To address quality concerns, Oliver Haase, a professor at the University of Applied Sciences in Konstanz, German, recommends the use of a data quality plan that includes the following components:
- Key quality metrics for the data
- A standard procedure for adding new data
- The process for future, consistent data cleaning
- A process for continuous data quality monitoring
Likewise, a data manipulation plan that describes the data processing steps should be leveraged. This plan should be implemented as reusable code.
In addition, it is important to ensure that clinical decision support AI model goals are in alignment with specific patient safety goals, such as identifying patient decompensation or improving infection control, according to a perspective article published by AHRQ. If the AI model is not precisely aligned with such patient safety goals, it might either miss critical signs of risk or generate false alarms.
Addressing Common Data Concerns
Researchers and developers also need to mitigate the effects of data bias. To do this, they should routinely analyze model metrics to detect bias, edit input variables, and explore the use of synthetic data, which involves creating artificial data that mimic real patient data but without the inherent biases, according to a review published by AHRQ.

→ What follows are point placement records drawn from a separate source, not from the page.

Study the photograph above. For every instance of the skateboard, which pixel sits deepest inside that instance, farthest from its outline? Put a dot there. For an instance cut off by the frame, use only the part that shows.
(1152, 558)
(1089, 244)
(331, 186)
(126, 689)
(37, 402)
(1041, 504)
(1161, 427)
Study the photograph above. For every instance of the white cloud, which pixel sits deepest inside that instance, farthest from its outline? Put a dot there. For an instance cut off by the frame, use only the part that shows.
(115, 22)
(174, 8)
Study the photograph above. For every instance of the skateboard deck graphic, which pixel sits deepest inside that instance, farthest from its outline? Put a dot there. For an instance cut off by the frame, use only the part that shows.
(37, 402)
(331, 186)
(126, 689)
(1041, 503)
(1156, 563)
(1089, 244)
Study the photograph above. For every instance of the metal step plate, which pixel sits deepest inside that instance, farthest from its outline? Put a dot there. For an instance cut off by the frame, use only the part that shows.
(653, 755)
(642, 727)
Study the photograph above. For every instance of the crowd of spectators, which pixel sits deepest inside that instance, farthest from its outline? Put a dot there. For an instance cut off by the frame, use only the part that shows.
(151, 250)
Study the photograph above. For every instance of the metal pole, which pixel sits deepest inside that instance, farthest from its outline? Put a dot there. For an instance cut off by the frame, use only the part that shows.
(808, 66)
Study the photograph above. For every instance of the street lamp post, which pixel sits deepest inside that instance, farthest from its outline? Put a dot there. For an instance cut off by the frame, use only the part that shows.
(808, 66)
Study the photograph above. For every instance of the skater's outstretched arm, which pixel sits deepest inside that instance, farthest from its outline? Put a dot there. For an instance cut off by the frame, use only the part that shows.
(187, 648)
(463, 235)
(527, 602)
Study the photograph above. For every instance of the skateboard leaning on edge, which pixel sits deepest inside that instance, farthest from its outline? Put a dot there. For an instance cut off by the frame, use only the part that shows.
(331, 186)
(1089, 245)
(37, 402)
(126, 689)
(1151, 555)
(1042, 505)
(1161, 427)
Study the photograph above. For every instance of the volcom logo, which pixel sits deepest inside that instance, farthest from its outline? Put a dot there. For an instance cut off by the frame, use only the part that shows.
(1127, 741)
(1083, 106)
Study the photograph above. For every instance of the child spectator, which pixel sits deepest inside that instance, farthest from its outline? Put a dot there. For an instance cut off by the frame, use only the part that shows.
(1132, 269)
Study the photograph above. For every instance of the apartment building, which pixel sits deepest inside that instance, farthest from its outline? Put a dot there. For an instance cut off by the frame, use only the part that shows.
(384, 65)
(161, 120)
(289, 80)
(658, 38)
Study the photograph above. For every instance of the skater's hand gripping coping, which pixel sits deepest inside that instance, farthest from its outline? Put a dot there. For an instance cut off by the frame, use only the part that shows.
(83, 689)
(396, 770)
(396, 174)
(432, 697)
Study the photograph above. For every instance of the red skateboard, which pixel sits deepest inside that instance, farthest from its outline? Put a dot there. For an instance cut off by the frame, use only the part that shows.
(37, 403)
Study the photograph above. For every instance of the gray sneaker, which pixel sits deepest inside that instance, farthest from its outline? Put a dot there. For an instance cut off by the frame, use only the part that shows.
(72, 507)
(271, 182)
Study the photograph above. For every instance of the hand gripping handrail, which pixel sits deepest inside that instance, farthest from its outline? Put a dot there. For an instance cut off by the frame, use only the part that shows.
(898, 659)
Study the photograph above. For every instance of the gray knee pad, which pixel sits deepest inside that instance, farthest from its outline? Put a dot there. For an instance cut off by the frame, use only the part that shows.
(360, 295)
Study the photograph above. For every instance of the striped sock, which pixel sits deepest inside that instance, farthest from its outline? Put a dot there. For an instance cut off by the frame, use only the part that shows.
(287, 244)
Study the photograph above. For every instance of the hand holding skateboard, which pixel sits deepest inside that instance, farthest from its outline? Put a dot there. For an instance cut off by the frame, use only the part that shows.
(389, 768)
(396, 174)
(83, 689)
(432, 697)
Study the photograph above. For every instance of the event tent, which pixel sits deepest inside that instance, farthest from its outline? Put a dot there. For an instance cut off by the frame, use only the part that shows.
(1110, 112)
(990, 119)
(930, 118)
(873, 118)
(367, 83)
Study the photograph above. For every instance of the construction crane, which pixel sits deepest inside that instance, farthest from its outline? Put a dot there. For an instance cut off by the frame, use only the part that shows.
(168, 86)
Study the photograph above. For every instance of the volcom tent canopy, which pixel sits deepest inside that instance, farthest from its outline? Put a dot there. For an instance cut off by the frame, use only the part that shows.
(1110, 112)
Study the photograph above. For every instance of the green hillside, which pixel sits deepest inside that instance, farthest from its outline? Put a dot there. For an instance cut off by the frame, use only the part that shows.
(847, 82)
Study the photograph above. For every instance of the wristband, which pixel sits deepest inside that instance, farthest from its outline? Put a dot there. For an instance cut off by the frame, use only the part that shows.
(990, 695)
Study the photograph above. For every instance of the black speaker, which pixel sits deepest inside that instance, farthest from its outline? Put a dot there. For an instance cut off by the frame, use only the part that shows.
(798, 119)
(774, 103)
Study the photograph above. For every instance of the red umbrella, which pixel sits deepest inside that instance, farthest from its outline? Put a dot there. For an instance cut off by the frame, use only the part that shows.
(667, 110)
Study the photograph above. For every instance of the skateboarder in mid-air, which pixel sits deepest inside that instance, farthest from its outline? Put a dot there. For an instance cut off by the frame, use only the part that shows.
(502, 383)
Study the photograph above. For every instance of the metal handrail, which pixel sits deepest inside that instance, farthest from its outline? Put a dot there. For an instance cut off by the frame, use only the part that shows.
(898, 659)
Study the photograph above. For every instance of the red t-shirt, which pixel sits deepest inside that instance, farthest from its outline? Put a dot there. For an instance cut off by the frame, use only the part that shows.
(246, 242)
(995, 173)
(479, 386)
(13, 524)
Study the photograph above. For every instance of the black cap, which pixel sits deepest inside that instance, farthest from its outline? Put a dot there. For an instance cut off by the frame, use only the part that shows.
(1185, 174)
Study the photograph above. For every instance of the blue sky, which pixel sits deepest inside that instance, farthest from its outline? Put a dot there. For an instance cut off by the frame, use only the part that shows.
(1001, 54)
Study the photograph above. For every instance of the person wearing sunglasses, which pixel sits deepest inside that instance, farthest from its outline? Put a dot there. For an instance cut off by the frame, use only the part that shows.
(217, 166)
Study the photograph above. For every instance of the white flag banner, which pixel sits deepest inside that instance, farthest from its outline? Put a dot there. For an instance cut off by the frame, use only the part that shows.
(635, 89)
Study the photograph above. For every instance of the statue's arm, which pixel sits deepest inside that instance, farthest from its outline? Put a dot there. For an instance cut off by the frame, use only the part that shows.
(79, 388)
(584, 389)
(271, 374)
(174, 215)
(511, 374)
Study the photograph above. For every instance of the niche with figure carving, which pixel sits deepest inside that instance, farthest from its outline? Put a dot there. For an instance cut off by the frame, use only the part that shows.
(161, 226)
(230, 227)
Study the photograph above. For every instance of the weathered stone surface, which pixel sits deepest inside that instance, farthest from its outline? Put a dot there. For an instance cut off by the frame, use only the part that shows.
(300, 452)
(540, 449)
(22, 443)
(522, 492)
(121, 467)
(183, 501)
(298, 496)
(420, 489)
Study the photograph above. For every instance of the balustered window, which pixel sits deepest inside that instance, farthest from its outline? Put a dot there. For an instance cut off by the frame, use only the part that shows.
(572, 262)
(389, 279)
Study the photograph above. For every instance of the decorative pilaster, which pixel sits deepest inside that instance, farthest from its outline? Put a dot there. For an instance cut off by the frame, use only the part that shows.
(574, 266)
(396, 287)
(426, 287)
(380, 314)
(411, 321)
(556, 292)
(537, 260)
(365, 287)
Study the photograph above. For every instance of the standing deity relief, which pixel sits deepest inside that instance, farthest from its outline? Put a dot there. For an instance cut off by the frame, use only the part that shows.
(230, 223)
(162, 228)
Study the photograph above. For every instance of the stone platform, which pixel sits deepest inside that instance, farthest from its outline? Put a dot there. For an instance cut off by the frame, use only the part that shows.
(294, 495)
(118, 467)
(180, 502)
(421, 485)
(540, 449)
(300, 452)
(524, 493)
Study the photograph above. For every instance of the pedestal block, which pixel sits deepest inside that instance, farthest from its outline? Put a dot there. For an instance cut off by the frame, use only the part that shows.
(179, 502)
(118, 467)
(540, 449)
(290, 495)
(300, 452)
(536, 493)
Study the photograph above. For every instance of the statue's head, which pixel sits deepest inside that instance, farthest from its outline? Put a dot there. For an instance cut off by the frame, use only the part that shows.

Moreover, data-sharing practices for training and deploying clinical decision support AI must prioritize HIPAA compliance, encryption, and transparency to maintain patient trust and safety.
Because healthcare data contains personal and private patient information, sharing such data for AI model training and research purposes must be carried out with utmost caution and adherence to strict privacy and security measures, according to AHRQ.
Why New Data Could Make Clinical Decision Support AI Even Better
With data available today—especially laboratory information, imaging, and continuous vital sign data—it should be possible to reduce the frequency of many types of harm. However, when the data are available, they are often unstructured, undocumented, or disputed.
High-quality, large, annotated databases will prove quite fruitful in minimizing patient harm in the future. New types of data, especially from the huge array of sensing technologies becoming available, but also including data from various other sources like information supplied directly by patients, genomic sequencing, and social media, offer new opportunities to improve predictions as the first step toward development of preventive interventions to improve safety.
These types of data are becoming more accessible over time for research and to drive innovation in clinical decision support AI.